Maurice Soutif, un maître du journalisme à l’ancienne

Curieux de tout. Doté d’une plume alerte et d’une grande culture « classique » et scientifique. Modeste et pourvu d’un vif sens de l’humour malgré une vision pessimiste sur le monde tel qu’il va. Soucieux de vérifier chaque information. Tel était Maurice Soutif, décédé le 26 mai dernier. Un grand journaliste « à l’ancienne », qui fut un maître et une référence pour plusieurs générations de journalistes qui ont eu la chance de travailler avec lui.

par Laurent Samuel

Maurice Soutif est né en 1948 à La-Bazouge-des-Alleux (Pays de la Loire), dans une famille modeste. Après des études à l’université Michel de Montaigne Bordeaux 3, il débute en 1969 à Sud-Ouest comme secrétaire d’édition, puis rejoint Agri Sept Jours entre 1970 et 1975. Reporter itinérant free lance sur l’agriculture des pays en voie de développement (Egypte, Soudan, Ethiopie, Kénya, Inde, Népal) en 1975-76, il devient rédacteur en chef de l’Action Vétérinaire en 1978-1979, avant d’intégrer en 1979-1980 comme reporter l’hebdomadaire VSD, qui vient d’être créé.

En 1981, Maurice entre à Géo (dont l’édition française a été lancée en 1979) où il va rester jusqu’en 2000 en tant que chef de service. C’est au sein de cette rédaction (dirigée par Robert Fiess, Yann Méot, puis Jean-Luc Marty), qu’il va donner la pleine mesure de son talent, tant pour l’enquête que pour l’écriture. Il faut dire qu’à cette époque, les journalistes de Géo disposent de tout le temps nécessaire, et de budgets conséquents, pour réaliser des reportages au long cours, souvent en tandem avec un photographe. Maurice écrit ainsi – pour ne citer que quelques exemples – sur les statues de l’île de Pâques en 1985 ou la disparition des espèces vivantes en 1990. Ayant pour ma part intégré l’équipe de Ça m’intéresse en 1984 (publié par le même groupe que Géo, Prisma Presse), j’ai eu le bonheur de le côtoyer à cette époque, car les deux rédactions étaient proches, parfois géographiquement, au gré des déménagements et réorganisations du groupe, et toujours sur le plan des centres d’intérêt et des idées. Dès cette période, Maurice faisait partie des JNE, et on se voyait souvent lors des AG et petits déjeuners organisés par l’association.

Après avoir quitté Géo en 2000, Maurice devient reporter pigiste à Terre Sauvage, où il publie de nombreux dossiers et des chroniques sur ses randonnées (l’une de ses passions), tout en pigeant de temps à autre pour Géo ou Géo Ado.

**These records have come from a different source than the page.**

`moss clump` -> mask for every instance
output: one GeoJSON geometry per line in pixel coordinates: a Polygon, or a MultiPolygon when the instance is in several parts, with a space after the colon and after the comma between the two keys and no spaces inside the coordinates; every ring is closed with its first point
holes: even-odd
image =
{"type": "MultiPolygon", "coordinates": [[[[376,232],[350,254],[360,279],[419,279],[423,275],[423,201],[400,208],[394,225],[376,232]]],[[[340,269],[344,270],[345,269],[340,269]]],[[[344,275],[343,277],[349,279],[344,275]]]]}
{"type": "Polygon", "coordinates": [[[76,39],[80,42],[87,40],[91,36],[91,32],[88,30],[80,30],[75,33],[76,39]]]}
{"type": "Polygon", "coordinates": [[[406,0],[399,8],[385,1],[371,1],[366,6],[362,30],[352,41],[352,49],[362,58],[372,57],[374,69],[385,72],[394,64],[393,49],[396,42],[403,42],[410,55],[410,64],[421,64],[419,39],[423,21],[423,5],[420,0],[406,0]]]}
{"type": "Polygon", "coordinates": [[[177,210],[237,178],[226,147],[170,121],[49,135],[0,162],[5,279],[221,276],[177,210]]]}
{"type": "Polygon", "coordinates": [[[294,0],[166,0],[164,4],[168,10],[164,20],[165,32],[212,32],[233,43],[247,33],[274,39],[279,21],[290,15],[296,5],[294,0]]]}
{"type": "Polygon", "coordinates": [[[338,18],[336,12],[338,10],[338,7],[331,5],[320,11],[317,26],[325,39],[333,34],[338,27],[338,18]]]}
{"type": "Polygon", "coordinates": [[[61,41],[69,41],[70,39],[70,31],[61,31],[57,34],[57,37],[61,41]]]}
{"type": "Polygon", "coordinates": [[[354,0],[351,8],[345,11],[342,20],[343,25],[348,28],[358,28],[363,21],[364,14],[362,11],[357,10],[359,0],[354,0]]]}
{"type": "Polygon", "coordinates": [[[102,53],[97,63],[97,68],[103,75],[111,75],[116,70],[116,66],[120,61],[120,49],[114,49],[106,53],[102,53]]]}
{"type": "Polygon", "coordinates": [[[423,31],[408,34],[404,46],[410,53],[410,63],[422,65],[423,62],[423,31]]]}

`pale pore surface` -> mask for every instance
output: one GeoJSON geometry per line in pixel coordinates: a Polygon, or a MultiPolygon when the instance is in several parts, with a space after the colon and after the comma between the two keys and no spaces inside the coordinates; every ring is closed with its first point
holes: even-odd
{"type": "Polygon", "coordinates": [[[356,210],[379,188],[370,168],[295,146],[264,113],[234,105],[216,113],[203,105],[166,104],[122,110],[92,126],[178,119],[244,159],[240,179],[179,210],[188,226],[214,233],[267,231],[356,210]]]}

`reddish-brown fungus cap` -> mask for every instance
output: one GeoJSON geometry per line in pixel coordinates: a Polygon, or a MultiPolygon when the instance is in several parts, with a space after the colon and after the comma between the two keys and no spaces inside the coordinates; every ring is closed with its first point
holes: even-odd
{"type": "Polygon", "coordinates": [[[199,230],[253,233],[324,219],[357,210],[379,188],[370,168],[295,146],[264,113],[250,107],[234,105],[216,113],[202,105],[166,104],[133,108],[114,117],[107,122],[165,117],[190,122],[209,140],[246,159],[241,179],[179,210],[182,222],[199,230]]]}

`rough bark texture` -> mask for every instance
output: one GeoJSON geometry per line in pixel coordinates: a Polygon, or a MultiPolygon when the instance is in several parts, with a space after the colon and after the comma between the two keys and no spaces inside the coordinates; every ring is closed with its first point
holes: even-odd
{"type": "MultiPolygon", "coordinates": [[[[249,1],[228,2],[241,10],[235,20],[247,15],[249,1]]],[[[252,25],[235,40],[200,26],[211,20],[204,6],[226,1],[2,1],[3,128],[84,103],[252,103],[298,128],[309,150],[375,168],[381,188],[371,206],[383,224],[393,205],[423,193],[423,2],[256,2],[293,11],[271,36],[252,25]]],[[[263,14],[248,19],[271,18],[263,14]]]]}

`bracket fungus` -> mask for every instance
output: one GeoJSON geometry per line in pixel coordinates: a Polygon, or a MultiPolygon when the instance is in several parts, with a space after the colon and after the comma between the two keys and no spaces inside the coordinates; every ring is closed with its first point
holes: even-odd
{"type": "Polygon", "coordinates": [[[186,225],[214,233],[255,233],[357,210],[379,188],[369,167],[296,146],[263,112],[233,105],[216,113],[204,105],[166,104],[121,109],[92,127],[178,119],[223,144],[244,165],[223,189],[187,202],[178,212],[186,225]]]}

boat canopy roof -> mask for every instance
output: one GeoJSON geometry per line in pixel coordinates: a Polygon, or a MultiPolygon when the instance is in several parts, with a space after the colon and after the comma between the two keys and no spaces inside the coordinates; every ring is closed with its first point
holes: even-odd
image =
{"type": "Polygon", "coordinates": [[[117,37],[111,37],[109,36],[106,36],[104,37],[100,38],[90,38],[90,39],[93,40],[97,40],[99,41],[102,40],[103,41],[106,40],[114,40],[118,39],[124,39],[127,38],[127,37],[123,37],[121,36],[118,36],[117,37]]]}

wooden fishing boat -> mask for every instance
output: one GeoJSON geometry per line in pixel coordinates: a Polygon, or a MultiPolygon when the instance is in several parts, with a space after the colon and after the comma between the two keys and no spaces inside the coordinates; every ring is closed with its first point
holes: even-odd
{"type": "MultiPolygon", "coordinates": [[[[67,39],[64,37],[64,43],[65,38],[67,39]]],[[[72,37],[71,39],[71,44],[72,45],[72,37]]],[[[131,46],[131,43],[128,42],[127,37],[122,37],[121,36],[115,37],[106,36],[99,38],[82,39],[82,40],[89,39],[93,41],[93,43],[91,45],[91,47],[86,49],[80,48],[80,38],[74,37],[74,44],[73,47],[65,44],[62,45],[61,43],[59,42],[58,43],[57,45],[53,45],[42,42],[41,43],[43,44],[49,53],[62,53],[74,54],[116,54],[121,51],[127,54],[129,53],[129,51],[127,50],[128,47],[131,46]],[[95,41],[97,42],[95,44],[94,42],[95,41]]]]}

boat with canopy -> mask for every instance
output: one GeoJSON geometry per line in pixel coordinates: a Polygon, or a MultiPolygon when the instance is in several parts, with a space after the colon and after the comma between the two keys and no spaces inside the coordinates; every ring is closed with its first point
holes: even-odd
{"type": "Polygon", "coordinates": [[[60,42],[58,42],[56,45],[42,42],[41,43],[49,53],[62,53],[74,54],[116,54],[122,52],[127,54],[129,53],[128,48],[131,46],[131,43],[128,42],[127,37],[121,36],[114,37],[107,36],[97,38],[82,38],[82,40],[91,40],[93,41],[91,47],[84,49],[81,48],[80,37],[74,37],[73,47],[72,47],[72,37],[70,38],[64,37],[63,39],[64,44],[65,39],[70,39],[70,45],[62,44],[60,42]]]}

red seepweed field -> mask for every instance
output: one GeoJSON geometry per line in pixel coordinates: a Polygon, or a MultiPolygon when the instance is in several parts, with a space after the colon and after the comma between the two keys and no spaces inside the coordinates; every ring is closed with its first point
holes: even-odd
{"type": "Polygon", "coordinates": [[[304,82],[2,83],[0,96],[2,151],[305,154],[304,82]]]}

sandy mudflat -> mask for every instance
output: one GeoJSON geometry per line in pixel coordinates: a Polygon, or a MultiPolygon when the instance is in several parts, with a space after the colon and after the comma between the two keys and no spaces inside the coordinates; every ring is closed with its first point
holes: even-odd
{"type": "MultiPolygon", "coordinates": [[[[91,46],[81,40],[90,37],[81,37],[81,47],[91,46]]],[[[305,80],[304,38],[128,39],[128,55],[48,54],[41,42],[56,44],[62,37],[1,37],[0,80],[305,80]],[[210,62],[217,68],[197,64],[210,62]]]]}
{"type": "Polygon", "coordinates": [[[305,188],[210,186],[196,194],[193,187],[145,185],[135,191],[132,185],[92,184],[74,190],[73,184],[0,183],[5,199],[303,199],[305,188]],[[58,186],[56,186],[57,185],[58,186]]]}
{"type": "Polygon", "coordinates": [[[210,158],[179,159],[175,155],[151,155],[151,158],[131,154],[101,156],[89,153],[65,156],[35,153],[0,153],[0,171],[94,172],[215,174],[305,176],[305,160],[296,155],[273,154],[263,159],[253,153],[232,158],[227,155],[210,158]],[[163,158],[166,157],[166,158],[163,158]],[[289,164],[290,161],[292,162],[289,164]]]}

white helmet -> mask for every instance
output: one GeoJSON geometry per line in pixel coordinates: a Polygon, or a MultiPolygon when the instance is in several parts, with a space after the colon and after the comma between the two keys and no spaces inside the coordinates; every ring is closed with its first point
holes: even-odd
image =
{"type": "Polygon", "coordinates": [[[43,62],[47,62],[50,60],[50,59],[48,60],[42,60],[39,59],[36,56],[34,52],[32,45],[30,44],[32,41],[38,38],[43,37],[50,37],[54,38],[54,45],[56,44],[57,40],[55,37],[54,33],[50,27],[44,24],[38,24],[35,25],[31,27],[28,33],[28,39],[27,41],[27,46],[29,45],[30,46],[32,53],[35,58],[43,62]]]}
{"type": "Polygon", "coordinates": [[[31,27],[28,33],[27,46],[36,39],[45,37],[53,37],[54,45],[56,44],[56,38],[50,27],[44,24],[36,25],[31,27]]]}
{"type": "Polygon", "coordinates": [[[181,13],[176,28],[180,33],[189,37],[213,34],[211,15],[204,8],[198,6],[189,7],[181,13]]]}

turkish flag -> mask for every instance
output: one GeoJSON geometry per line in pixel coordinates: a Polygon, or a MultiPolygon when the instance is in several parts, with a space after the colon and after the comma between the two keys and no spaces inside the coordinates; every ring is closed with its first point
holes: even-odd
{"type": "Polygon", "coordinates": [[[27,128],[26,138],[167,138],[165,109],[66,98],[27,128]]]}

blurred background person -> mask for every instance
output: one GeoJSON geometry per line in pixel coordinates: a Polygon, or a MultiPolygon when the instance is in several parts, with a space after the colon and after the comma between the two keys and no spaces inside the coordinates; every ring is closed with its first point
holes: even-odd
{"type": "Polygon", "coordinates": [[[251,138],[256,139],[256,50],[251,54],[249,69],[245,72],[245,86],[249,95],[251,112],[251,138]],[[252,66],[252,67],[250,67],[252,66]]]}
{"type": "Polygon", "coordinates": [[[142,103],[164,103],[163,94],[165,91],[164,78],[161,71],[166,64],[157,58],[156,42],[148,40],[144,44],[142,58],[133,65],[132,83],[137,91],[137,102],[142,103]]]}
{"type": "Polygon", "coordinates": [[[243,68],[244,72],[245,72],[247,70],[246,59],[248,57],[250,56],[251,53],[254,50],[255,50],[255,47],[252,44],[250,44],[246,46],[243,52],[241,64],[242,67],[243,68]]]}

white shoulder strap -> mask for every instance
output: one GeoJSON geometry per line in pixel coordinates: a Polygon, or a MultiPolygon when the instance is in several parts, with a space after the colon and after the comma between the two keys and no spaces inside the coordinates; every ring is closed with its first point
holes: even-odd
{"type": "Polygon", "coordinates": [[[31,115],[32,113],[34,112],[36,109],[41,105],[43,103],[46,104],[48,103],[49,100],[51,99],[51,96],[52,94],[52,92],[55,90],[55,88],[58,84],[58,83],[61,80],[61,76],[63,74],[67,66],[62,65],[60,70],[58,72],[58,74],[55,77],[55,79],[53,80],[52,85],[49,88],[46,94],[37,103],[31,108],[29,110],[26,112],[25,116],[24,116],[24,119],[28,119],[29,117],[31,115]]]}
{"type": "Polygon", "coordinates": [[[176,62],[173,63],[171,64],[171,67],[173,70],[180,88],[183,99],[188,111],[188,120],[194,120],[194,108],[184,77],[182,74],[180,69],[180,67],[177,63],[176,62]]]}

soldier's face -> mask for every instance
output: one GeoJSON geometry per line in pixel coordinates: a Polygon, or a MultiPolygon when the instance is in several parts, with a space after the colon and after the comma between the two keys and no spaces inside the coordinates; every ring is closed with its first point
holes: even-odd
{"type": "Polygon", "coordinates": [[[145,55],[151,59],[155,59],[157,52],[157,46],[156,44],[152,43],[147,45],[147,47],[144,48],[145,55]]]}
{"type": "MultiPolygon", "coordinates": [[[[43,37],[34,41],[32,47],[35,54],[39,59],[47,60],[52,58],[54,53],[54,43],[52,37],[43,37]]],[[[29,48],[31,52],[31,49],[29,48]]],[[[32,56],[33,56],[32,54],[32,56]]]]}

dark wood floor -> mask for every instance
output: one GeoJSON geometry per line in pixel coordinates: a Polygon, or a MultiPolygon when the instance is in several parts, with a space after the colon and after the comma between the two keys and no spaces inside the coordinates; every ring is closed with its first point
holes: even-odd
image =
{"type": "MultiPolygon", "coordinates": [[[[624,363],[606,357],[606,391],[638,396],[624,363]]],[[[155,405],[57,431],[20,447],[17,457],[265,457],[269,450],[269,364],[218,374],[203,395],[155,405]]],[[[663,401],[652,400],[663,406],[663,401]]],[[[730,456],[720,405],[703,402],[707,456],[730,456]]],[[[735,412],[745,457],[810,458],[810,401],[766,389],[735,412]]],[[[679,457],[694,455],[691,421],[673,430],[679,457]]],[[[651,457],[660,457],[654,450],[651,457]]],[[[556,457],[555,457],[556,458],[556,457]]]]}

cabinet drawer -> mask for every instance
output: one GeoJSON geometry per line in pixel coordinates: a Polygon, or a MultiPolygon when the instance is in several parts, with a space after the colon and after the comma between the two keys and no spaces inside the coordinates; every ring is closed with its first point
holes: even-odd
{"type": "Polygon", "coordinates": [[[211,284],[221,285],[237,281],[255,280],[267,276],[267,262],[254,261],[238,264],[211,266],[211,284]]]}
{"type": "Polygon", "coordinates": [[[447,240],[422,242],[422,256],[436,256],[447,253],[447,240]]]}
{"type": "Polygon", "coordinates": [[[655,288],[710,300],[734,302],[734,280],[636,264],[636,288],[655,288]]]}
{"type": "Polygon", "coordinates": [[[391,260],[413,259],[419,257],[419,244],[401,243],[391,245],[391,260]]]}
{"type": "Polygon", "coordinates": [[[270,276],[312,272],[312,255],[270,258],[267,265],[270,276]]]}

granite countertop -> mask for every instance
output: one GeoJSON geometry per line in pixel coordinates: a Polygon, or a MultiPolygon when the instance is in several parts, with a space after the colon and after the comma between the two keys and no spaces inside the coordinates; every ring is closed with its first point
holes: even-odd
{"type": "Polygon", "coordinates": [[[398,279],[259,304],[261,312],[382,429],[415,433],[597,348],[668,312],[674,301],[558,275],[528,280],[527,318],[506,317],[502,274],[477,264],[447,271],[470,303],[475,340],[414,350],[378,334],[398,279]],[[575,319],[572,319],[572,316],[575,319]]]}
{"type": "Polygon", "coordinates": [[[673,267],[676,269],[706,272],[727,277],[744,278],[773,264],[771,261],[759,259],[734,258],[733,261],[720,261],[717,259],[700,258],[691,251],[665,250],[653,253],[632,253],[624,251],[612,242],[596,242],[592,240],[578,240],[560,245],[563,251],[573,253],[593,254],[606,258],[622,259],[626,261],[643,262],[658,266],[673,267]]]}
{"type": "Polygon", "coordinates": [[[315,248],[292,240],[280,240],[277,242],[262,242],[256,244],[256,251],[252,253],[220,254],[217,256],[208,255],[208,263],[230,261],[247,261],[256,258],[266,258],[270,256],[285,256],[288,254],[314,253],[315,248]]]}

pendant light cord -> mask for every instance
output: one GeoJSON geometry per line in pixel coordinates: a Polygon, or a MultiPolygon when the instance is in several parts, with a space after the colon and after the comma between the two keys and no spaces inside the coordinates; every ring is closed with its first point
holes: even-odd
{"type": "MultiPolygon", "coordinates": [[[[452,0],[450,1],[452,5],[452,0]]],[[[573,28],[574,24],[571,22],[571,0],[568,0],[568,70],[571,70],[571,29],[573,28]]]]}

Au début des années 2000, il écrit de grands sujets pour Ça m’intéresse, sur les haies (en un temps où les voix n’étaient pas si nombreuses pour dénoncer leur disparition) et  les volailles de race. J’avais eu le redoutable honneur de piloter ces sujets. Il discutait âprement (mais toujours courtoisement) le moindre changement, la moindre coupe, et tenait à vérifier et revérifier (parfois de façon presque obsessionnelle) chaque élément d’information. Maurice avait été outré par le titre que le rédacteur en chef de l’époque, Jean-Pierre Pustienne, avait trouvé pour l’article sur les volailles : « Poules de luxe » !

Ces dernières années, la communication avec Maurice, qui continuait à fréquenter les réunions des JNE, était devenue difficile en raison de sa surdité. Très « écolo » dans ses convictions et son mode de vie, il n’en avait pas moins une passion pour les voitures de sport et avait la réputation d’avoir été un conducteur émérite, avant que l’âge (ou les prémices de la maladie de Parkinson ?) ne le métamorphosent en un danger public sur les routes…

Maurice Soutif est aussi l’auteur de plusieurs livres, dont Les Rusés, la vie des animaux les plus malins, les Bosseurs, la vie des animaux les plus travailleurs, et Les Amoureux, la vie des animaux les plus passionnés, tout en participant à de nombreux ouvrages collectifs, comme Terre de Brenne, avec les photos de Jean-François Hellio et Nicolas Van Ingen, L’Aquitaine entre terre et mer ou Aux sources du bocage, Orne, Sarthe et Mayenne.

Fidèle au stylo à plume, peu rompu aux arcanes des internets, Maurice Soutif  était l’un de ces journalistes – talentueux, modeste, déterminé, consciencieux, passionné….- qui font l’honneur de notre profession.

Toutes mes condoléances à ses filles, à toute sa famille et à ses proches.